Teaching (old)

I teach a range of subjects aimed broadly at providing students with tools for understanding the tangled causes and uneven consequences of environmental problems, the social and political relations that underpin these problems, and the predicaments of those now trying to address them.

My goal is to enable students not only to comprehend the theoretical frameworks I offer them but to forge connections that regularly engage this theory with their own experiences and with the broader urgencies of the world around them. To this end, my teaching emphasizes vigorous dialogue as a means of advancing student learning: dialogue with each other, with me, and with the wider social worlds in which my students are implicated, locally and globally, personally and professionally. That entails trying to challenge my students to be mindful about their intentions as they define themselves as thinkers, as emerging professionals, as young leaders, and as agents of social change facing important dilemmas in their lives and careers.
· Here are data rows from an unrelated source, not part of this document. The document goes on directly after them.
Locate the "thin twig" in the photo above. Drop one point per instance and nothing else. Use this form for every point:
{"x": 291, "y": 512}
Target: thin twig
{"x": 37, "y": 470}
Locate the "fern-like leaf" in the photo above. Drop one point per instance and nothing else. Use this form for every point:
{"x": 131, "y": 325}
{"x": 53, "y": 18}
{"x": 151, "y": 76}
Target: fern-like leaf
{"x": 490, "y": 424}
I conceive of education as a process of personal and intellectual transformation whose rewards far exceed the acquisition of new knowledge or new skills. As an educator, I am committed to helping my students navigate the difficult work inherent to this process and steering them toward the vital experiences of insight, wonder, and empowerment it makes uniquely possible. Education in my view is not only an individual but a social, collective endeavour–a crucial tool (when it works!) for envisioning and enacting more just, sustainable futures in the present.

dan_gesturing1I have benefited tremendously from the guidance of thoughtful and engaged teachers, who helped instill something that has endured through practically everything I’ve done up to and including my PhD: a commitment to learning, understood less as the acquisition of new skills and information and more as a social process of intellectual and personal transformation. Teaching for me is about finding ways of instigating this type of learning and fostering the fun, nerdy excitement that is made possible through the little spaces we get to create at universities: shared places to celebrate the small joys and challenging work of finding things out.

A few recent highlights:

  • Last summer I helped teach International Environmental Politics at Berkeley as the course’s graduate student instructor with Dr. Wil Burns. We led students through a simulated week-long international environmental negotiation modeled around the then-upcoming Paris Climate Change Conference. Curiously, the process culminated in (simulated!) plenary decisions to dramatically expand funding for geoengineering research and to create a new “Annex III” for rapidly developing countries.
  • From 2014-15, I completed two semesters as a Berkeley Connect Fellow, where I designed teaching modules for environmentally-focused undergraduates, led small-group discussions among them, and provided more intensive one-on-one mentoring. The level of talent and energy my students bring to the classroom has never failed to amaze me, but it was a real treat to engage them on a more personal level in this kind of setting about their lives, their futures, and how they were making sense of things. I recall one theme which we revisited often. After graduation, students envisioned going in their separate directions and fanning out “into the world” where they would join an established field of institutions and walk what they felt were already clearly grooved pathways (i.e. careers) that would channel their actions and trajectories. I learned a lot listening to how they were sorting through the dilemmas they anticipated having to navigate–how they struggled to reconcile the pragmatism which they felt their futures would demand of them and the idealism we seem to have taught them to nurture in our corner of campus.
  • While at Berkeley, I have also led undergraduate discussion seminars in political ecology, bioethics, and the political economy of food and the environment.
  • At the University of Toronto, I provided TA support to courses in environmental studies and resource management theory.